Back to Super Productivity

Document Mode — slimming the sync data model

docs/plans/2026-05-22-document-mode-sync-data-model.md

18.7.011.1 KB
Original Source

Document Mode — slimming the sync data model

Status: proposal, revised after multi-review Date: 2026-05-22 Branch: feat/how-fat-is-data-model-for-sync-for-new-fbd044 Follows: 2026-05-21-document-mode-tiptap-plugin.md (the POC, which deliberately deferred a "keyed persistDataSynced API" — see its Limitations §)

Problem

The document-mode plugin persists a single blob via persistDataSynced, stored host-side as one PluginUserData entry keyed by plugin id:

jsonc
{ "version": 1,
  "docs": { "<ctxId>": <full ProseMirror JSON>, ... },  // one doc per project/tag/TODAY
  "enabledCtxIds": ["..."] }

Each save → upsertPluginUserDataone op (entityType: PLUGIN_USER_DATA, entityId: pluginId, opType: Update) whose payload embeds the entire data string. Three problems compound:

  1. Every op carries every context. Typing one character in TODAY's doc emits an op containing TODAY + every project doc + every tag doc. Throttled ~once / 2 s while typing (SAVE_THROTTLE_MS; the host additionally coalesces to ≤ 1 commit/s via MIN_PLUGIN_PERSIST_INTERVAL_MS). Hard cap 1 MB (MAX_PLUGIN_DATA_SIZE) — above it the write throws. The op-log retains up to COMPACTION_THRESHOLD = 500 ops over a 7-day window, so each fat blob is re-stored in IndexedDB and re-synced many times before compaction.

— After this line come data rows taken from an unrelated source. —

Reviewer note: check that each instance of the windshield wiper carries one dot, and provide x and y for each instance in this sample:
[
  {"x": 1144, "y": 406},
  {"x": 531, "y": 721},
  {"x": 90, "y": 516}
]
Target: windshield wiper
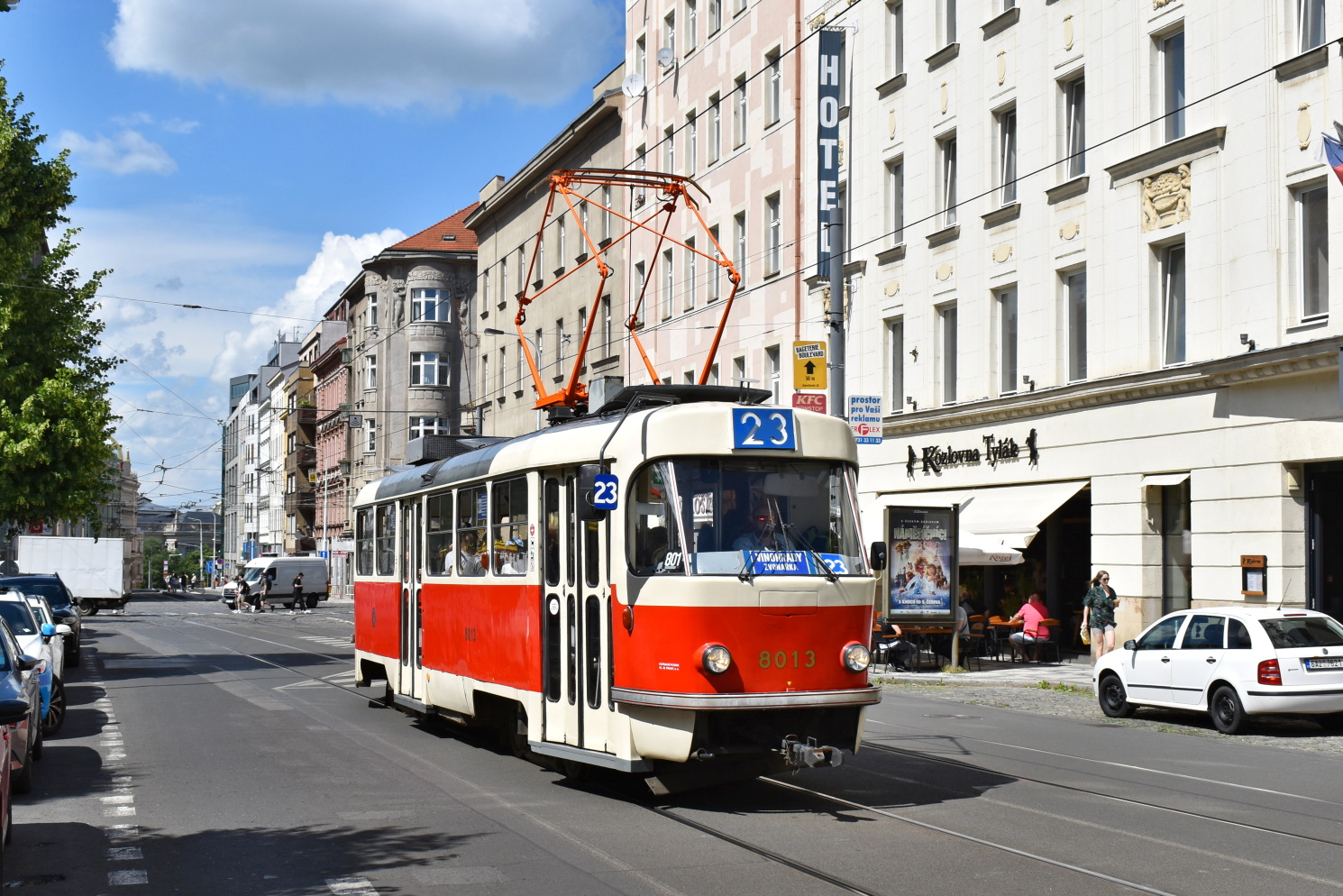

  2. Each chip stores a redundant copy of the task title. A taskRef / subTaskRef chip persists the task title as inline text content plus an isDone attr. But on load, prepareStoredDocmigrateStoredDoc + refreshChipContentFromCache discard the stored title/isDone and re-derive both from the live task cache; the chip NodeView likewise "trusts task.isDone, not the attr" (task-ref-node.ts). The stored title is dead weight in the synced payload — often the byte-heavy, variable-length part of a doc. Chip identity, order, and subtask membership are equally derived (rebuilt from ctx.taskIds / subTaskIds; reorders round-trip through the host — reorderTasks for PROJECT contexts, ctx.taskIds re-sort for TODAY/TAG). So chips are reconstructable; only the prose between them is plugin-owned.

  3. Concurrent edits do not resolve cleanly. entityId is the plugin id, so all N documents collapse into one sync entity: device A editing project X and device B editing project Y produce CONCURRENT vector clocks on the same entity → a conflict, even though they touched different documents. Worse, PLUGIN_USER_DATA is registered as a virtual entity (entity-registry.ts), and ConflictResolutionService.getCurrentEntityState has no virtual branch — it returns undefined. So the LWW local-win path (_createLocalWinUpdateOp) cannot read the entity and produces no replacement op. LWW does not function correctly for PLUGIN_USER_DATA; concurrent edits lose data, and not by a predictable last-writer-wins rule.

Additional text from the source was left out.